In the thick of winter and with Valentine’s day quickly approaching, I am sharing with you one of our family’s favorite breakfast treats. Nothing says goooood morning better than a fresh hot-off-the-iron waffle. Not only is this recipe the perfect blend of soft chewiness on the inside with a crisp and golden exterior, they are even gluten and grain free! I recently picked up the CUTEST pink mini waffle maker during a trip to Target, so I am looking for every excuse to give it some use. Here’s a link to the same one if you’re interested (it works great, and the coating is PFOA-free).
Gluten + Grain Free Waffles
*Adapted from this recipe from the blog Nurture My Gut.
Yield: 14 mini waffles
1 cup almond flour
1 cup tapioca starch
2 Tbsp coconut flour
2 tsp baking powder
1/4 tsp sea salt
2 organic eggs
1 cup almond milk
1 tsp apple cider vinegar
1-2 Tbsp maple syrup (optional- but I love the maple flavor it adds!)
1/4 cup melted butter (or melted coconut oil for dairy free)
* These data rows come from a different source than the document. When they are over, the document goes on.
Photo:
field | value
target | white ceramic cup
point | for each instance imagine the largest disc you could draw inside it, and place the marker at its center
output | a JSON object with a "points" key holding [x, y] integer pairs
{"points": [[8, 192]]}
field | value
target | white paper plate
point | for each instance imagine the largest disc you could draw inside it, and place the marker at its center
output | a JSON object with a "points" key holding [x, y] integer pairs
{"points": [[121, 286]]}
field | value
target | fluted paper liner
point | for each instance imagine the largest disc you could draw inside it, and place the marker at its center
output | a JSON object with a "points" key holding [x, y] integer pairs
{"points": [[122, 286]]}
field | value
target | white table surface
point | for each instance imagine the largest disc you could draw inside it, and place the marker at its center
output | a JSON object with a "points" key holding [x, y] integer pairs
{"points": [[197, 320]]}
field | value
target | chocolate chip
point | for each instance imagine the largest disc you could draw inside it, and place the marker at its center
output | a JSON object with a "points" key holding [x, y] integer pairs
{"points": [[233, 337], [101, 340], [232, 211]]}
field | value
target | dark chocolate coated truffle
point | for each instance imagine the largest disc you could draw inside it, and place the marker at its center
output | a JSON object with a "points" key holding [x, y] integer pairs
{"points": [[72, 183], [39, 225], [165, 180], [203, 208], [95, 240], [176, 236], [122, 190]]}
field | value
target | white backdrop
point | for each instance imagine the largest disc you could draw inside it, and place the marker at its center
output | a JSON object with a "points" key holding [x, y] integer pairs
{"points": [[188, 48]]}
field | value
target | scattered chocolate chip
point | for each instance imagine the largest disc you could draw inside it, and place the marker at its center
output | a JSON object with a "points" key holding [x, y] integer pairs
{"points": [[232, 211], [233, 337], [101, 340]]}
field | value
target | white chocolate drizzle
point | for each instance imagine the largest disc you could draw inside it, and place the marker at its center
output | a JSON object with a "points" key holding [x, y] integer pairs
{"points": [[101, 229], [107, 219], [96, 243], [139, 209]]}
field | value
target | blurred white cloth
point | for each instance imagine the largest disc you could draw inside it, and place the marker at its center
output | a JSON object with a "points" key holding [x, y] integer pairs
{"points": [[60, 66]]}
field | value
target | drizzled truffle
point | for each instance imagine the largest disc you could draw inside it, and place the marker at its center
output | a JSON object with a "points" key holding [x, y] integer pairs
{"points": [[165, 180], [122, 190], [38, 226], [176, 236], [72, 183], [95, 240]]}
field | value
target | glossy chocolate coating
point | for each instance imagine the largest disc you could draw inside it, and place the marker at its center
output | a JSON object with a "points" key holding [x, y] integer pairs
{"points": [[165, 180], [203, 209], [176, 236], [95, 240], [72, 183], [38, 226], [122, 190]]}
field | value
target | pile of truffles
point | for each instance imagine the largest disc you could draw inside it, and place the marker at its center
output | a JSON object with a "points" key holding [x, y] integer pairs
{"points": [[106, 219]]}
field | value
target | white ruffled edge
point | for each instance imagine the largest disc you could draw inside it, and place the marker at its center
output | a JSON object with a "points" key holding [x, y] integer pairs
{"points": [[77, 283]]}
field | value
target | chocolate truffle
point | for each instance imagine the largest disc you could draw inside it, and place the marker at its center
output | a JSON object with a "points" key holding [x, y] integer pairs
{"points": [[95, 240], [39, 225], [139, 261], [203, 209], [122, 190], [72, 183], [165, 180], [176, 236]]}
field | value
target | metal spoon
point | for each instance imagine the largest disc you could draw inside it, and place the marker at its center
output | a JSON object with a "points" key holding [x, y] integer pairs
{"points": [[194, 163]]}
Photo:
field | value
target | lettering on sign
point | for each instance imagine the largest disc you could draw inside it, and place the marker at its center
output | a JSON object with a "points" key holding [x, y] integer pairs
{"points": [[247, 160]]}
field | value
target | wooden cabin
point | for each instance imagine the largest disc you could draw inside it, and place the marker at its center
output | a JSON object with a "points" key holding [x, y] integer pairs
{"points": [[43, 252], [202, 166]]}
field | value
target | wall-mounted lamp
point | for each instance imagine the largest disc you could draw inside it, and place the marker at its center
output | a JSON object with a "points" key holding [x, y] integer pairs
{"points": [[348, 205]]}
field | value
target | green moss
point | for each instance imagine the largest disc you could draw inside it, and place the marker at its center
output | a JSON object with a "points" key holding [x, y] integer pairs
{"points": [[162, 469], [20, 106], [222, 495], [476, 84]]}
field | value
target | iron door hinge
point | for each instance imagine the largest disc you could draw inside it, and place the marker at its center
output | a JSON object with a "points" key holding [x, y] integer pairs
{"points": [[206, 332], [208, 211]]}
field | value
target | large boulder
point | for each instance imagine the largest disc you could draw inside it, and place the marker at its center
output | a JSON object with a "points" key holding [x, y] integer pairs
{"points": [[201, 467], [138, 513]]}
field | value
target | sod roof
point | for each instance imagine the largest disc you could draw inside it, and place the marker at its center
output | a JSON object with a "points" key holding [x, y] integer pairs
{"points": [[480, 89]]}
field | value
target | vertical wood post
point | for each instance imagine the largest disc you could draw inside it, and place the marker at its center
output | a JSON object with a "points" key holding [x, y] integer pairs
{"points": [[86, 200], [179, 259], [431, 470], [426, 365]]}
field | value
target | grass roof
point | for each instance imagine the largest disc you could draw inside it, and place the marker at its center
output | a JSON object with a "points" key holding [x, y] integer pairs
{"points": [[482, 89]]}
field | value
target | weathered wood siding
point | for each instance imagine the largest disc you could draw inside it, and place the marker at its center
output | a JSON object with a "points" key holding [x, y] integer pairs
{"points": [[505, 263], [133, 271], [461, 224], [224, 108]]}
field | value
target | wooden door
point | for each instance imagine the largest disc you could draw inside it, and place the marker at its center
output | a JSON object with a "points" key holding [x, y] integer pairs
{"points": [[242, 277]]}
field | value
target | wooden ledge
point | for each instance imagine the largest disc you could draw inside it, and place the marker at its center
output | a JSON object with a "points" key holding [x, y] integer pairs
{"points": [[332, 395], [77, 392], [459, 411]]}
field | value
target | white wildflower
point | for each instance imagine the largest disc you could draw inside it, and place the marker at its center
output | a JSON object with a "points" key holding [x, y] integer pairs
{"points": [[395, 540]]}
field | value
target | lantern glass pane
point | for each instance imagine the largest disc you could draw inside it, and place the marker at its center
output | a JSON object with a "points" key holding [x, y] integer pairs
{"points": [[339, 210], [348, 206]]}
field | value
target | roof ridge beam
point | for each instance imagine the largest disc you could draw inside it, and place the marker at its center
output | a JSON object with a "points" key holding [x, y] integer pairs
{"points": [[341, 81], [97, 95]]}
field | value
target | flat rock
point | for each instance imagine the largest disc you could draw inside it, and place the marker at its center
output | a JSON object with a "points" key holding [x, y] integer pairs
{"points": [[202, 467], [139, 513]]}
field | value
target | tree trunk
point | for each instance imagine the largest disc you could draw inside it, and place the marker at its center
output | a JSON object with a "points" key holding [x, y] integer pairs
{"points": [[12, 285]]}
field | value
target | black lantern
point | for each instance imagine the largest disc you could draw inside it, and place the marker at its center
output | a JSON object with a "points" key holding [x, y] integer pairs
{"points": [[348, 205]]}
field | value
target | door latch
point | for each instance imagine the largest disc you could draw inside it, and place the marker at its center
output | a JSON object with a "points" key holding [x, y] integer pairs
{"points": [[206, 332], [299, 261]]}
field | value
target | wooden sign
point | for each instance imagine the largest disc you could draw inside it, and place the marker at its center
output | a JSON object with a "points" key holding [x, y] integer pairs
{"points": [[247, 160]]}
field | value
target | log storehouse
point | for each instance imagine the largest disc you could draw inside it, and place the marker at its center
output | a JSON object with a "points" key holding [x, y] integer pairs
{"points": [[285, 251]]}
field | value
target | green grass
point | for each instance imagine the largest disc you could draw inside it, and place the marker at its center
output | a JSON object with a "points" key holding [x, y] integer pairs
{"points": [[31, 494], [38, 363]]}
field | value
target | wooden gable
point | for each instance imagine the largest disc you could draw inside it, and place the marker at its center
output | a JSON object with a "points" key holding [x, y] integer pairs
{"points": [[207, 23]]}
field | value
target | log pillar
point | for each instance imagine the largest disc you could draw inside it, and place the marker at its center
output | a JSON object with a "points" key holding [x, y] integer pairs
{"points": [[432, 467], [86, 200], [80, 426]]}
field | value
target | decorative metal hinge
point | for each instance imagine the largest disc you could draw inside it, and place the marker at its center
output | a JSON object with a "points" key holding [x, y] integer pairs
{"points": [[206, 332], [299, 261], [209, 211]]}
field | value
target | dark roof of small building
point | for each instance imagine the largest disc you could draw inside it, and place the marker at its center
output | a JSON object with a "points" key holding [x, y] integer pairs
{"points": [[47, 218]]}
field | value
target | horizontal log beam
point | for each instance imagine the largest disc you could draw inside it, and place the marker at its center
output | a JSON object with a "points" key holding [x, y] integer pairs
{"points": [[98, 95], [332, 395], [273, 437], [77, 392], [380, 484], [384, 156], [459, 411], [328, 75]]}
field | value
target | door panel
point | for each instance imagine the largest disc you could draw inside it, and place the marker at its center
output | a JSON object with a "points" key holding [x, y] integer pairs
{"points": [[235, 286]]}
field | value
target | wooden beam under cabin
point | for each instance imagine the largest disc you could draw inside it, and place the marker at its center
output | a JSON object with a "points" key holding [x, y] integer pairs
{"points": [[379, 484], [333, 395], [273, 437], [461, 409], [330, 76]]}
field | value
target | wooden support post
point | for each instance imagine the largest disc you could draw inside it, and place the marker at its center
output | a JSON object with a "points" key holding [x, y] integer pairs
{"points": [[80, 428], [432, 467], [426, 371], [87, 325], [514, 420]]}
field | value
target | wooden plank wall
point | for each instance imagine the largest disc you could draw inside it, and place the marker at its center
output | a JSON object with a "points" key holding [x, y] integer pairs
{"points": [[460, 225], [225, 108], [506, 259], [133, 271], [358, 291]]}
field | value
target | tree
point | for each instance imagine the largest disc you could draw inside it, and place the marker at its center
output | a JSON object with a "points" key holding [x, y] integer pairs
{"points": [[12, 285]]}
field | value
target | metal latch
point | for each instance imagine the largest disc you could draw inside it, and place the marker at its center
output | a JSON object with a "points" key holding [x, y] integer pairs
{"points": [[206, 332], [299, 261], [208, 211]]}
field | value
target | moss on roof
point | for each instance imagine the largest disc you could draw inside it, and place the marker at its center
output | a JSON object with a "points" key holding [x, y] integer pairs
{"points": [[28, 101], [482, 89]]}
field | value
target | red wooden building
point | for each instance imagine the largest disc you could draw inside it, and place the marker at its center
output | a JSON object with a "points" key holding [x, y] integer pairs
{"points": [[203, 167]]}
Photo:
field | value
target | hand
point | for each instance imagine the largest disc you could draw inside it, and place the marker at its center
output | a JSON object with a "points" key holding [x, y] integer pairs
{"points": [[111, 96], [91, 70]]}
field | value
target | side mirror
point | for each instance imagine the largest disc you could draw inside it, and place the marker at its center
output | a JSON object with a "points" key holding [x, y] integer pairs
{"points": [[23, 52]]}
coconut or avocado oil cooking spray
- Combine the almond flour, tapioca starch, coconut flour, baking power and sea salt in a medium bowl.
- In another bowl whisk the eggs, almond milk, apple cider vinegar, and maple syrup together. Pour into the dry ingredients and stir to combine.
- Whisk the melted butter into the mixture and stir until all of the lumps are gone.
- Coat a heated waffle iron (I used a mini iron) with cooking spray, and fill with batter. Cook according to waffle maker instructions.
- Extra waffles can be quickly reheated the next day in the toaster.
- This recipe can easily be halved for a smaller batch. A half batch feeds a family of three perfectly!